Margin and markup describe the same profit from two different angles, and confusing them leads to underpricing. Profit margin measures profit as a share of the selling price, while markup measures profit as a share of the cost. The Profit Margin Calculator computes both at once so you can price with confidence and compare products on a consistent basis.
The two formulas
Both start with the same gross profit, which is selling price minus cost. The difference is the denominator. Margin divides profit by the price; markup divides the same profit by the cost.

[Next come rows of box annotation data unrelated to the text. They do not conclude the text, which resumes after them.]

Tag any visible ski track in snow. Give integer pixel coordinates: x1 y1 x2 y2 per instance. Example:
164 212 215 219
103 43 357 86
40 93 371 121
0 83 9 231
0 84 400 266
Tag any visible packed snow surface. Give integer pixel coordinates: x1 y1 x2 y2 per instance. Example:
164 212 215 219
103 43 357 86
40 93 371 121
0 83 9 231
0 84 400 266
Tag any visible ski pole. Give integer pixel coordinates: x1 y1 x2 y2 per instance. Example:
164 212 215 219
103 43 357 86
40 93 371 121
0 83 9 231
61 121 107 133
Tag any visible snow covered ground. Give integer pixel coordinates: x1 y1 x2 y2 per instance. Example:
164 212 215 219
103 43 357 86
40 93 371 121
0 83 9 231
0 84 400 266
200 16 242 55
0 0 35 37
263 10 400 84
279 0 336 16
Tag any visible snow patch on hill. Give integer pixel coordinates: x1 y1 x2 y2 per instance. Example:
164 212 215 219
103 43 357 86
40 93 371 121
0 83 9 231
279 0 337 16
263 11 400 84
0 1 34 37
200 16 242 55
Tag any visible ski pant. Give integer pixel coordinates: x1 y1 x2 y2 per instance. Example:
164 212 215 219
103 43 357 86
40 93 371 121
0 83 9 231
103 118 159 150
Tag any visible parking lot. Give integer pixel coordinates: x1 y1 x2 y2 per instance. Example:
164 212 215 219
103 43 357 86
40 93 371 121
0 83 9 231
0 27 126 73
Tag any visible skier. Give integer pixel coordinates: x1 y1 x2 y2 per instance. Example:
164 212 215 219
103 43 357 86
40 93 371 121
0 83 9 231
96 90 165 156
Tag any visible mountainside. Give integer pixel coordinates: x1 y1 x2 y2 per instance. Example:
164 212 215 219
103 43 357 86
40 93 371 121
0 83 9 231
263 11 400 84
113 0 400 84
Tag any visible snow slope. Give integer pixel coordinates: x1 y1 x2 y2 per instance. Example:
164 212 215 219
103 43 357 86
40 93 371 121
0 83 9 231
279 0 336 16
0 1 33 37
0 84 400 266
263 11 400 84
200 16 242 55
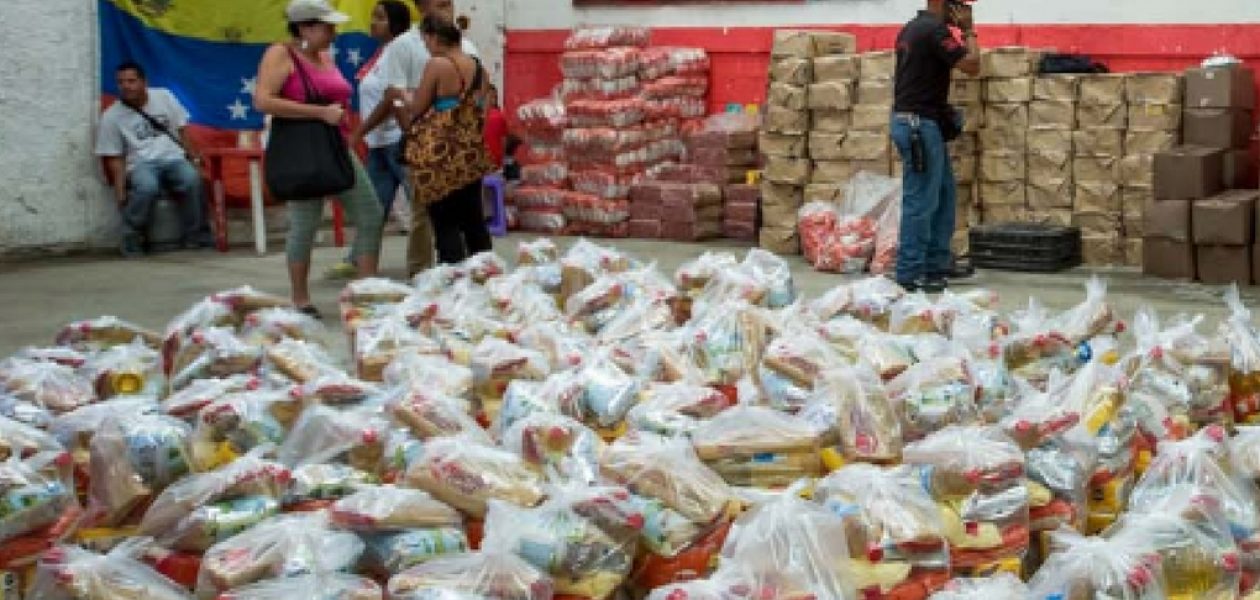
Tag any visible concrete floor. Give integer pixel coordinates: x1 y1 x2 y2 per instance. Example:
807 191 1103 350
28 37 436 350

Because price is always larger than cost, the margin percentage is always lower than the markup percentage for the same product.
margin % = (price - cost) / price * 100 markup % = (price - cost) / cost * 100
Margin vs markup, made clear
Say a product costs 60 and sells for 100. The gross profit is 40. The margin is 40 / 100 = 40 percent, but the markup is 40 / 60 = 66.7 percent. Same product, same profit, two very different percentages. If you mistake a target margin for a markup, you will set the price too low and erode your earnings.
How to use the Profit Margin Calculator
- Enter the cost, what you paid to acquire or produce the item.
- Enter the selling price you charge the customer.
- Read the profit margin percentage and the markup percentage side by side.
- Adjust the price to hit a target margin and watch both figures update.
A worked example
A retailer buys a jacket for 80 and lists it at 120. Gross profit is 40. Margin is 40 / 120 = 33.3 percent. Markup is 40 / 80 = 50 percent. If the goal was a 40 percent margin, the price is too low: solving for price gives cost / (1 - 0.40) = 80 / 0.60 = 133.33. Knowing which figure your target refers to is the whole game.
Pricing with the right number
Use margin to judge profitability and compare across a catalog, and use markup to build a price up from cost. The calculator shows both so you never mix them up, and it runs entirely in your browser, keeping your cost and pricing data on your own device.